Si profila un Natale anticiclonico, ma le prospettive per la fine dell'anno e soprattutto intorno all'Epifania potrebbero essere diverse.

Non ci siamo ancora. Gli svizzeri chiamano ormai l’anticiclone maltempo e di questo maltempo ne avremo ancora per un pezzo, almeno sino a San Silvestro.
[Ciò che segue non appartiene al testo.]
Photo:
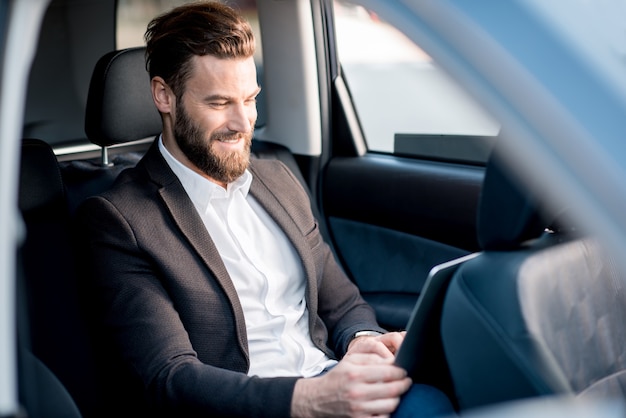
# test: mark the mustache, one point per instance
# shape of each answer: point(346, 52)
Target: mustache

Il vortice polare è oltremodo compatto e questo impedisce la comunicazione “termica” tra il Polo e le latitudini mediterranee. Ne deriva una fase di tempo oltremodo mite che, nonostante qualche nebbia e qualche nube bassa, si trascinerà stancamente sino alla fine dell’anno. Ci si accorge di questo “stallo” osservando la carta relativa al nord emisfero per il 28 dicembre, che evidenzia un vortice polare ancora nella sua “comfort zone”, cioè avvinghiato attorno al Polo:

Per la fine dell’anno tuttavia alcuni modelli (non tutti) prevedono l’inserimento di un vortice depressionario da ovest con annesso un fronte che dovrebbe coinvolgere gran parte del Paese con precipitazioni, anche nevose sulle Alpi oltre i 1300m e sulle cime dell’Appennino, come possiamo vedere in questa mappa barica:

Il problema è che la media degli scenari di molti modelli non vede ancora così elevata la probabilità di questo passaggio perturbato, sempre a causa di una corrente da ovest troppo tesa e di un anticiclone ancora un po’ invadente:

Da Capodanno in poi è tuttavia possibile che gli scenari cambino, a causa di una parziale destrutturazione del vortice polare e soprattutto di una modifica dell’assetto barico sull’Europa, con gli anticicloni che finalmente potrebbero stufarsi di occupare il Mediterraneo, spingendosi verso il Regno Unito; una manovra atta a favorire così per l’Epifania l’ingresso di correnti fredde da nord-est, pronte a regalarci finalmente una fase invernale, associata magari a nevicate a quote basse sul medio Adriatico e al sud, guardate a tal proposito questa mappa:

Già arrivare a questa configurazione sarebbe un bel colpo, la probabilità è certamente bassa, ma è pur sempre una variante proposta dai modelli al costante dominio dell’anticiclone e del trend del vortice polare “attaccato” ossessivamente alle zone polari.